World’s First ‘Unmanned’ Container Port Opens in Shanghai

Shipping container logistics is about driving efficiencies into the supply chain. A lot of those inefficiencies being driven out are humans. The Shanghai Yangshan Deep-Water Port has been billed as the ‘word’s first unmanned container port’, which isn’t exactly true – to unload and reload a containership it requires nine men in an office, not 60 dockworkers on the ground. That’s pretty efficient!
Robo-container ports
Containers killed off the ancient trade of the dockworker decades ago. Unloading and re-loading a tramp ship used to take hundreds of workers several days as they shifted pallets of goods from the bowels of the ship. This cost money in unloading and reloading and the costs were passed on to the consumer.
Containerisation has enabled cranes to load and unload the ship very quickly with just two settings – one for the single Twenty foot Equivalent Unit (TEU) and another for the 40ft, 2 TEU container.
Technology has roared ahead with the advance of computers. Only a couple of years ago Rotterdam got rid of truck drivers by having robot trucks stand under the ship unloading cranes and then move the boxes elsewhere in the port. Robots were already stacking them in the port yards. Human jobs quietly disappeared.
This has enabled costs to be driven out of the supply chain to the point it is now cheaper to make goods in China and import them from half way around the world, than it is to make them in the country where they are sold. Containerisation has enabled China to go from being a Third World country to being one of the richest in the world.
Ship to shore cranes
Thanks to ships moving up and down in the tide, and in different directions due to currents and winds, the ship to shore crane has been one of the last bastions of humanity on the dock. You needed eyeballs and a human brain to precisely drop the crane onto the box, lift it and move it to the shore. It seems that the Yangshan Deep-Water Port in Shanghai has worked out how to get rid of these highly skilled, highly paid operators too.
The Yangshan Deep-Water Port has reduced its workforce costs by a whopping 70% as the workforce has changed from being a predominantly blue collar one to one of a white collar, small team based in an office.
Yangshan Deep-Water Port
A reporter from the China Global Television Network (CGTN) visited the port one night to see all operations taking place in total darkness. They observed, “Machines and trucks were busy moving on their own in the darkness, as containers were being unloaded 24/7 from a giant cargo ship.”
“It’s all controlled by artificial intelligence,” said Yang Jiemin to CGTN, who is in charge of technological support. “Through laser scanning and positioning, the program is able to locate the four corners of each container. It then accurately grabs them and puts them onto the driverless trucks.”
Speaking to the Transport Topics online magazine, “The future of terminals lies in unmanned technology. Through remote control, intelligent container terminals will have better performance and lower operational costs than traditional ones,” said Song Hailiang, chairman of Shanghai Zhenhua Heavy Industry Co., developers of the port’s control system.

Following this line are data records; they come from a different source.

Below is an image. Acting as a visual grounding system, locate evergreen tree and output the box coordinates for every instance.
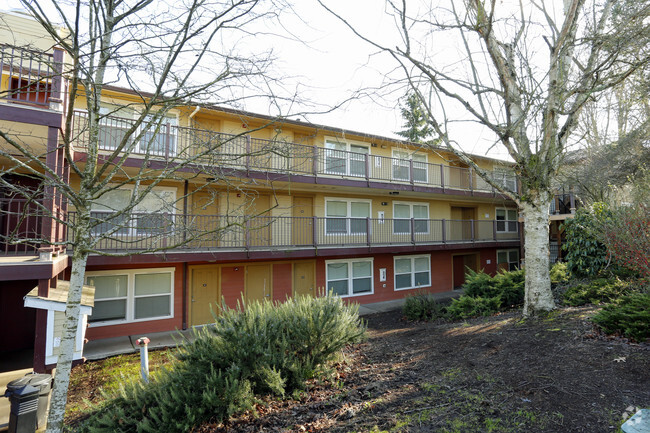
[396,93,437,144]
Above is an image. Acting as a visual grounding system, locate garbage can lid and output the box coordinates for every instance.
[5,381,38,397]
[25,372,52,386]
[7,376,31,391]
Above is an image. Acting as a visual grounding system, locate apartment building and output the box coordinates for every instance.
[0,15,521,370]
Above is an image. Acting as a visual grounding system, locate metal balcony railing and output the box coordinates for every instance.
[0,198,67,255]
[0,45,55,107]
[68,212,519,251]
[74,111,517,192]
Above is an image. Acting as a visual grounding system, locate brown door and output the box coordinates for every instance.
[453,254,478,289]
[462,207,477,241]
[190,266,221,326]
[244,265,273,302]
[188,191,219,248]
[293,260,316,296]
[247,195,271,247]
[291,197,314,246]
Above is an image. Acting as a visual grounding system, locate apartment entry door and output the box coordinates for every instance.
[244,265,273,302]
[190,191,219,248]
[293,260,316,296]
[291,197,314,246]
[453,253,478,290]
[189,265,221,326]
[247,195,271,247]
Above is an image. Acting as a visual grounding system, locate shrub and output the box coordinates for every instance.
[463,268,499,298]
[598,205,650,280]
[402,292,446,320]
[564,278,630,307]
[592,293,650,342]
[494,269,526,308]
[463,269,525,308]
[562,205,609,277]
[550,262,569,285]
[83,296,364,432]
[447,295,501,320]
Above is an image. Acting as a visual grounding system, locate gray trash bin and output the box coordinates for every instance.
[5,379,38,433]
[7,373,52,428]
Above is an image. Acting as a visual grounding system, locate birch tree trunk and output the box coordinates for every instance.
[521,191,555,317]
[47,240,88,433]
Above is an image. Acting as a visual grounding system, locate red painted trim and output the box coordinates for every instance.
[82,241,520,267]
[34,308,49,373]
[0,256,68,281]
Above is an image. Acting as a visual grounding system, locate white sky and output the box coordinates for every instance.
[0,0,507,158]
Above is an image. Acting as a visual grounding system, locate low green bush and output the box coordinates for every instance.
[494,269,526,308]
[549,262,569,285]
[82,296,365,432]
[447,295,501,320]
[592,293,650,343]
[402,292,446,320]
[463,269,525,309]
[563,278,631,307]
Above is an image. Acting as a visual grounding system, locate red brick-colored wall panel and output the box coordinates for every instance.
[86,264,183,340]
[478,249,497,275]
[221,266,246,308]
[273,263,293,302]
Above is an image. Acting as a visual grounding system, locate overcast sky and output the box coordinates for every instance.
[0,0,506,158]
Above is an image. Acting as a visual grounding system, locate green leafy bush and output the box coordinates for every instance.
[562,204,610,278]
[463,269,525,308]
[564,278,630,307]
[550,262,569,285]
[592,293,650,342]
[447,295,501,320]
[494,269,526,308]
[402,292,446,320]
[78,296,364,432]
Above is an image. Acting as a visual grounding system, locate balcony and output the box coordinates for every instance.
[74,111,517,194]
[0,198,65,256]
[0,45,62,108]
[548,192,579,220]
[68,212,519,252]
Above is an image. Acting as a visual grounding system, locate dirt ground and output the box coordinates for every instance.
[71,308,650,433]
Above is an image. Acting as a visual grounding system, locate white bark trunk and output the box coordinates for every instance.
[522,193,555,317]
[47,252,88,433]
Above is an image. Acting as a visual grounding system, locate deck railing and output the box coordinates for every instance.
[0,44,55,107]
[68,212,519,251]
[74,111,517,192]
[0,198,67,255]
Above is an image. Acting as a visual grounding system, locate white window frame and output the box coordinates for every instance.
[393,254,432,292]
[325,257,375,298]
[90,185,178,237]
[494,207,519,233]
[391,148,429,183]
[325,197,372,236]
[497,248,519,271]
[392,201,431,235]
[85,268,176,328]
[323,137,372,177]
[492,168,517,192]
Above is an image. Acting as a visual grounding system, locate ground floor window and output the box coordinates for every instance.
[497,250,519,271]
[86,268,174,324]
[394,255,431,290]
[325,259,373,296]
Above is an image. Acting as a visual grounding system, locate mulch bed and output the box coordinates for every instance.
[71,307,650,433]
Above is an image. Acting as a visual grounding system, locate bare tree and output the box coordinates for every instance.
[0,0,290,432]
[319,0,650,316]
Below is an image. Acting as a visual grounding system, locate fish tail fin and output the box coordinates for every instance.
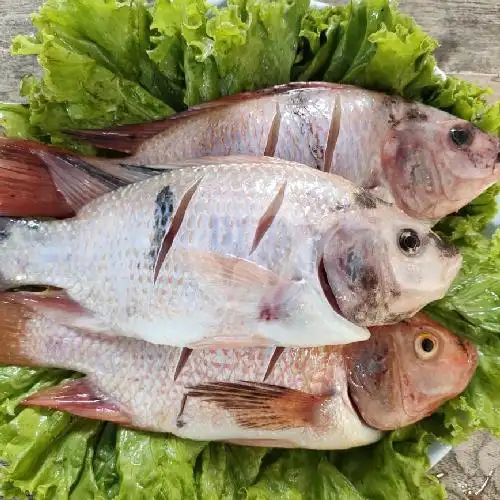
[0,293,40,366]
[0,138,143,218]
[0,138,72,217]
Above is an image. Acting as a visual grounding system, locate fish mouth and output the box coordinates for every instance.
[318,257,344,317]
[347,382,380,431]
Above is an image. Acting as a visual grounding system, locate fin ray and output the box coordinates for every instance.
[186,382,326,430]
[21,378,131,425]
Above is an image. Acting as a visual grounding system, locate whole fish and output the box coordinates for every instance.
[0,82,500,221]
[0,299,477,449]
[0,157,461,347]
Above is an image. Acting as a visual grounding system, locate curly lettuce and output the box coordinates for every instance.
[0,0,500,500]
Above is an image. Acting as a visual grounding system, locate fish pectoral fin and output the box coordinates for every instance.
[182,250,304,312]
[3,288,113,334]
[21,378,131,425]
[181,250,284,287]
[186,382,328,430]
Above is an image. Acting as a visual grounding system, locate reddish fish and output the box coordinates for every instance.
[0,82,500,221]
[0,297,476,449]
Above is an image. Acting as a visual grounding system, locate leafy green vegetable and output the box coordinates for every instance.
[0,0,500,500]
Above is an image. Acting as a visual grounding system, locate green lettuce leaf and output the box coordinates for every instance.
[0,0,500,500]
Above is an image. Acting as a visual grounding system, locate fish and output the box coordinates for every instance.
[0,82,500,224]
[0,293,477,450]
[0,157,462,348]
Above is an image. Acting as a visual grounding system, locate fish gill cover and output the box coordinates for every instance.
[0,0,500,500]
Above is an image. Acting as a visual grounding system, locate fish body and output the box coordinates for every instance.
[0,300,476,449]
[67,82,500,221]
[0,158,461,347]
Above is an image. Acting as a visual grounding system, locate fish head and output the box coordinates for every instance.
[320,206,462,326]
[344,313,477,430]
[381,103,500,221]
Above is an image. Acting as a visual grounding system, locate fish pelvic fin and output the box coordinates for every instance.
[0,293,38,366]
[21,378,131,425]
[182,382,329,430]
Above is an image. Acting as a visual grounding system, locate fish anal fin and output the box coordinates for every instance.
[0,293,37,366]
[187,382,328,430]
[21,378,132,425]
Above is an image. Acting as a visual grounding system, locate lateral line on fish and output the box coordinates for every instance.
[263,347,285,382]
[323,96,342,172]
[250,181,286,255]
[174,347,193,382]
[264,102,281,156]
[153,177,203,283]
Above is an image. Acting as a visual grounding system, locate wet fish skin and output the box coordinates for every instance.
[0,158,461,347]
[69,82,500,221]
[0,298,477,449]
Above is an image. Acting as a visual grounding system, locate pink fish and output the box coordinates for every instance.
[0,157,461,347]
[0,82,500,221]
[0,294,477,449]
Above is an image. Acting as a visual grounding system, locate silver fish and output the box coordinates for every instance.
[0,157,461,347]
[0,294,477,450]
[61,82,500,221]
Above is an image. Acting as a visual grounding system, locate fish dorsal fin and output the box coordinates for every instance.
[65,82,339,154]
[186,382,328,430]
[21,378,131,425]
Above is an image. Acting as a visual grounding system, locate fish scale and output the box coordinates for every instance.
[0,300,477,450]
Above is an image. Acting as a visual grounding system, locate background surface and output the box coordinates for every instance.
[0,0,500,500]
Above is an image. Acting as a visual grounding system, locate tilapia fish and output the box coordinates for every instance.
[0,82,500,221]
[0,298,476,449]
[0,157,461,347]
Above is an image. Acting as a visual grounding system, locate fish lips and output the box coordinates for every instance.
[347,330,478,432]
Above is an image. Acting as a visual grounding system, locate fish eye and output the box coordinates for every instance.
[398,229,422,256]
[450,126,473,148]
[415,332,439,361]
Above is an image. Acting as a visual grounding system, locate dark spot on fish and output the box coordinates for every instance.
[250,181,286,255]
[309,143,325,170]
[264,102,281,156]
[385,313,408,324]
[354,189,380,209]
[60,155,130,190]
[345,251,363,282]
[149,186,175,267]
[406,107,428,121]
[263,347,285,382]
[361,266,378,290]
[175,394,188,429]
[153,178,202,283]
[429,233,460,257]
[174,347,193,382]
[0,217,14,243]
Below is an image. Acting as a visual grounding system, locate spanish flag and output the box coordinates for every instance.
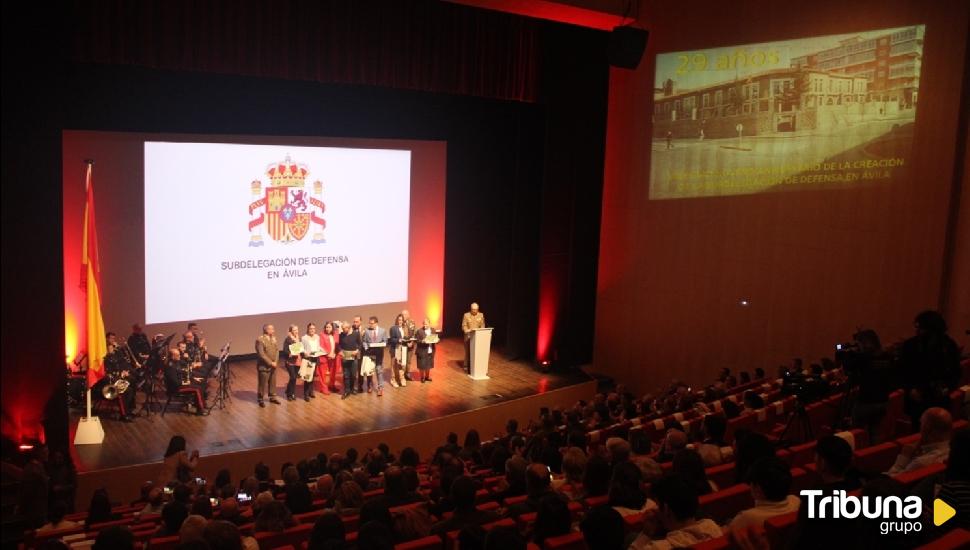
[81,162,108,388]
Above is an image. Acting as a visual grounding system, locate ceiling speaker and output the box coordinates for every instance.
[609,27,650,69]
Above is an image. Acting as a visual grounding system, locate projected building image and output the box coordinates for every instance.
[650,26,923,199]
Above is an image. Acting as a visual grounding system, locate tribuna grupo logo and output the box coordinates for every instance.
[800,490,956,535]
[249,155,327,246]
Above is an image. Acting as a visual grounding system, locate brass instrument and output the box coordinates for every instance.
[101,343,137,400]
[101,377,131,400]
[121,340,143,369]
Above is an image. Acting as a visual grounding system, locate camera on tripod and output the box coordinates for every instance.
[781,371,829,405]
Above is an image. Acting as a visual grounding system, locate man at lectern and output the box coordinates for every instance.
[461,302,485,372]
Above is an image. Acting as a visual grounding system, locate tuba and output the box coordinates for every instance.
[101,378,131,399]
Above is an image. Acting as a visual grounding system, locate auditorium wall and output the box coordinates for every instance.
[594,0,970,392]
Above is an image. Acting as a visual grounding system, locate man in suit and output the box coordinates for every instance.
[461,302,485,372]
[363,315,387,397]
[256,325,280,407]
[401,309,418,382]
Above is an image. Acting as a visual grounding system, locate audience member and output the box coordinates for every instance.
[672,449,717,496]
[307,512,346,550]
[579,506,624,550]
[888,407,953,475]
[727,456,800,530]
[431,476,499,535]
[154,501,189,537]
[815,435,861,494]
[629,474,721,550]
[608,462,647,516]
[734,430,775,483]
[84,488,121,527]
[179,516,208,544]
[253,499,296,533]
[506,462,551,517]
[91,525,135,550]
[37,500,78,531]
[532,494,572,547]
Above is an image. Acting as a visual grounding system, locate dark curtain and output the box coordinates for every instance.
[70,0,540,101]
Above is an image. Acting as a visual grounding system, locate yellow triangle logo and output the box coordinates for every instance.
[933,499,957,527]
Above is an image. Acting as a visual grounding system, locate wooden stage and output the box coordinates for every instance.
[71,338,596,506]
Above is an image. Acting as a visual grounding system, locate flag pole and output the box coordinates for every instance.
[74,159,104,445]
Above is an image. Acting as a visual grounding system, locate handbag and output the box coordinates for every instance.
[360,355,374,376]
[300,361,316,382]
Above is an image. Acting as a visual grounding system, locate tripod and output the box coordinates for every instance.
[778,397,815,445]
[138,366,159,416]
[210,342,232,410]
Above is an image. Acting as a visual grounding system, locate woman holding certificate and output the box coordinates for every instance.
[414,318,438,384]
[300,323,326,401]
[283,325,303,401]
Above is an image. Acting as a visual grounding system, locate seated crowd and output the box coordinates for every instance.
[7,312,970,550]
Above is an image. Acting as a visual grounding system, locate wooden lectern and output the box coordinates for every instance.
[468,328,492,380]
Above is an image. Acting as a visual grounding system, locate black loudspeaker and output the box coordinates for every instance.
[609,27,650,69]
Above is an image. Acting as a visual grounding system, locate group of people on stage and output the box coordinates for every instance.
[92,303,485,416]
[256,310,438,407]
[92,323,218,422]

Now for the rest of logistics?
Driverless trucks will be on the road within five years. Trains are more or less totally automated. Fewer and fewer people drive the giant container ships, and ports are becoming entirely operated by robots. It seems that the simple idea of a standard-sized box being stacked on a ship in the 1950’s has helped make the supply chain almost devoid of people and changed the world out of recognition.